Columbia Kettle Works | Kettleface Imperial Red Ale
Words can’t even begin to describe the amount of excitement that surges over my body when Columbia Kettle Works and St. Boniface Craft Brewing Company collaborate to release their annual Imperial Red Ale, Kettleface.
Columbia Kettle Works is located in Columbia, PA; it’s an old-style river town that borders the 464-mile Susquehanna River. Columbia Kettle Works, or CKW as it’s referred to by its regulars, was established in 2014 and has created some fantastic beers. Particularly known for their Christmas Ale, Grinch Feet, and their Belgian Tripel, Tricky Fingers, CKW usually has 10-12 different beers on tap at any given time. As a brewery that prides itself in experimenting with new styles and chooses to constantly rotate their beers, Kettle Works never seems to disappoint its audience.

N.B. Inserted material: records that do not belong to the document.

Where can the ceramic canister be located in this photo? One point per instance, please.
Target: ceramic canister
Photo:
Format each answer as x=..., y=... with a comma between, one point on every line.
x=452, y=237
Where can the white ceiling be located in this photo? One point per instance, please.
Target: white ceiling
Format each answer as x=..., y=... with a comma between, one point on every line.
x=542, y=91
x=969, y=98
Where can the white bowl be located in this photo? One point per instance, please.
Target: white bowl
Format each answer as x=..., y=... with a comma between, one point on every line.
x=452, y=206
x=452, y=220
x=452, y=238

St. Boniface Craft Brewing Company is located in the little Lancaster County town of Ephrata, PA. Situated in between Lancaster and Reading, St. Boniface has become a hot spot within its community. A brewery which started in a dark, cold, warehouse has now blossomed into a favorite amongst locals. Brewing everything from IPAs to Coffee Brown Ales, big-bodied Stouts to session style NEIPAs, Boniface is not afraid to grab a recipe by the horns and turn it into something quite delicious for all to enjoy.
Kettleface got its name by combining the names of the two breweries involved in its creation: Columbia Kettle Works and St. Boniface Craft Brewing Company. The original head brewers/co-owners of each establishment worked together to create this recipe from scratch. They wanted to showcase the camaraderie between the breweries while also producing a beer that would be highly regarded as one of the best they’ve ever made.
This collaboration beer is an aggressively dry-hopped Imperial Red Ale. Simcoe hops provide the beer with some incredible citrusy, piney and earthy notes. The beer is nicely balanced with a slightly malty backbone. Kettleface is a complex beer. It has the bitterness of a big, bold IPA and hint of grapefruit to mask the dryness of the beer. It certainly doesn’t drink like a 9% ABV red ale, so be careful how many of these 16-ounce cans you consume: You might end up Kettlefaced before you know it.
If you want to get a taste of Kettleface, you will have to visit one of Columbia Kettle Works’ two locations (they also have a taproom is Lancaster, PA) or take a trip to Ephrata and visit St. Boniface. Kettleface will be available in 4-packs and will also be on tap at all locations. Cheers!